Stratégie et gouvernance

La situation environnementale, la « santé » économique, les aspects sociaux et sanitaires, les capacités d’approvisionnement, etc. vont évoluer au cours des prochaines années beaucoup plus rapidement qu’au cours des décennies passées à cause notamment du changement climatique et de la tension sur les ressources de la planète. En conséquence, pour que des bonnes pratiques soient adaptées aux contraintes, utiles et opérationnelles, il est indispensable qu’elles évoluent en fonction du contexte.

La structuration et le cadre sont donc au moins aussi importants que le contenu de la démarche. La structuration interne à l’organisation devrait a minima intégrer :

  • L’engagement des membres de la structure, au-delà des seuls acteurs du Système d’Information (SI) ou directions du numérique, notamment via des réflexions collectives, des engagements formels, des processus participatifs par exemple.
  • La mise en place d’un groupe de pilotage, indépendant de la direction, pour évaluer l’empreinte environnementale de l’ensemble des activités numériques de la structure qui aille au-delà des seuls acteurs du Système d’Information de façon à éviter les transferts de pollution et les effets rebond. Ce groupe pourrait être en charge de l’application de ce code de bonne conduite, incluant l’écoute et la mise en lien des différents acteurs dans les différents métiers, la mise en place de dispositifs participatifs, un rendu régulier et une révision des bonnes pratiques à mettre en place en fonction de l’évolution de la situation.

Cette structuration peut prendre différentes formes et s’opérationnaliser de différentes façons.

Sensibilisation et formation

Le préalable à tout changement volontaire et engagé est la connaissance. C’est pourquoi, il est indispensable de sensibiliser, de former, d’acculturer l’ensemble des collaborateurs aux enjeux de la transition écologique (changement climatique, limites planétaires et perte de biodiversité principalement).

S’engager vers un changement profond de fonctionnement nécessite d’y intégrer les dimensions sociales, sociétales et les outils et techniques d’animation pour impliquer réellement tous les acteurs.

Développer une vision et une pensée systémiques sont à la base du développement de la pensée critique permettant d’identifier les croyances, les « allant de soi », les tabous, etc. C’est une nécessité pour aller plus loin, ailleurs, imaginer des solutions radicalement différentes, sortir de la pensée en « silo », ouvrir des possibles et éviter les effets rebond ou autres effets indirects négatifs.

Enfin, sur un plan plus opérationnel, il y a une multitude de bonnes pratiques à mettre en œuvre, de compétences de développement ou de réparation à acquérir pour que la durabilité et la sobriété ne soient pas des mots creux.

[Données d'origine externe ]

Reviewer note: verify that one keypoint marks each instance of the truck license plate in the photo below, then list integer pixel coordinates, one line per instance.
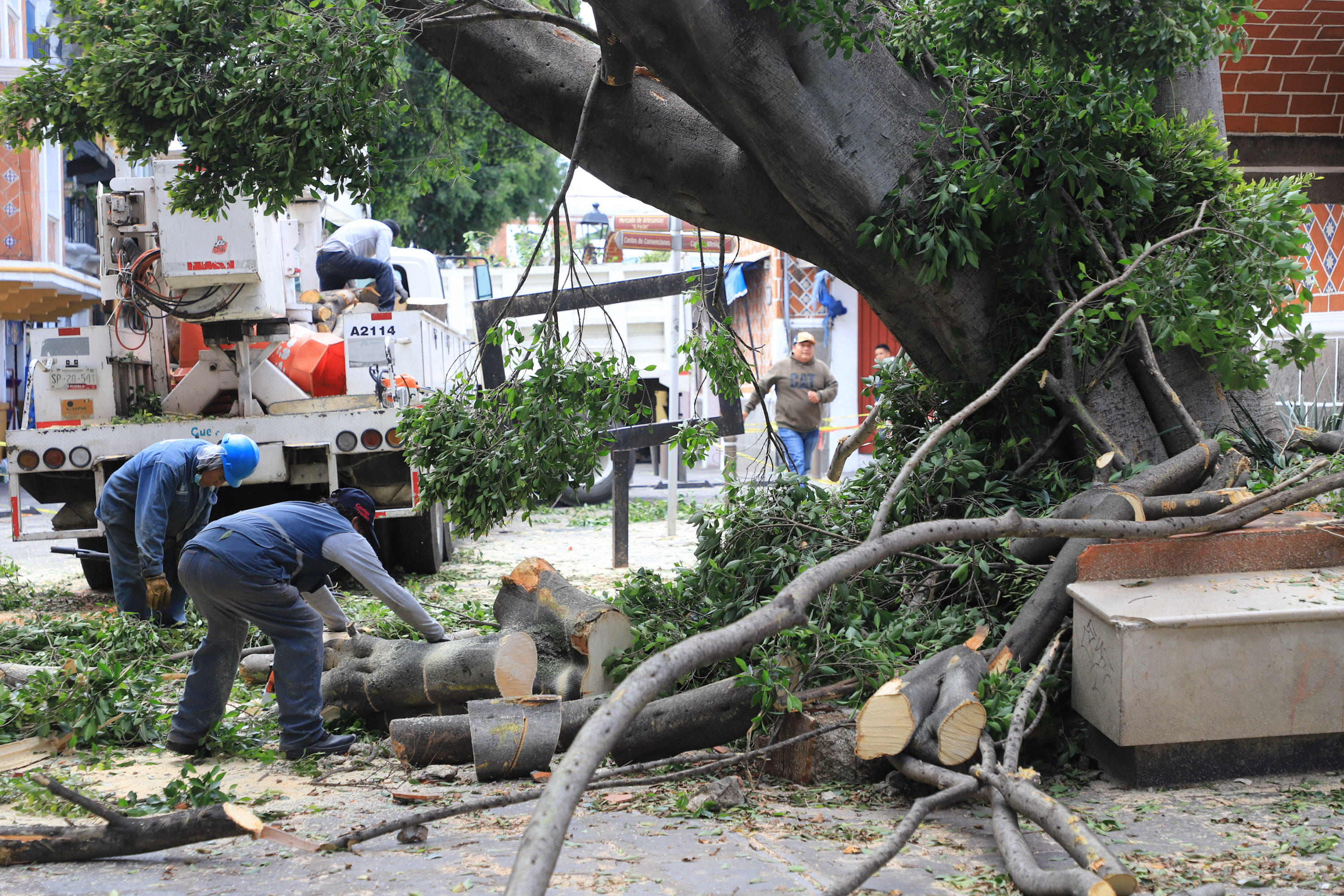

Les actions de sensibilisation devraient idéalement concerner tous les acteurs de l’organisation et les actions de formation les plus volontaires, les directions, les participants aux processus participatifs.

Idéalement toute organisation devrait être en mesure d’assurer au moins de la sensibilisation en interne.

Mesure et évaluation

La mesure et les estimations sont nécessaires pour objectiver les progrès à faire ou réalisés. Pour autant, il faudra veiller à ce que la mesure, l’évaluation ne deviennent pas une fin en soi, avec le risque de rechercher un niveau de précision qui n’a pas de sens et n’est pas nécessaire pour agir !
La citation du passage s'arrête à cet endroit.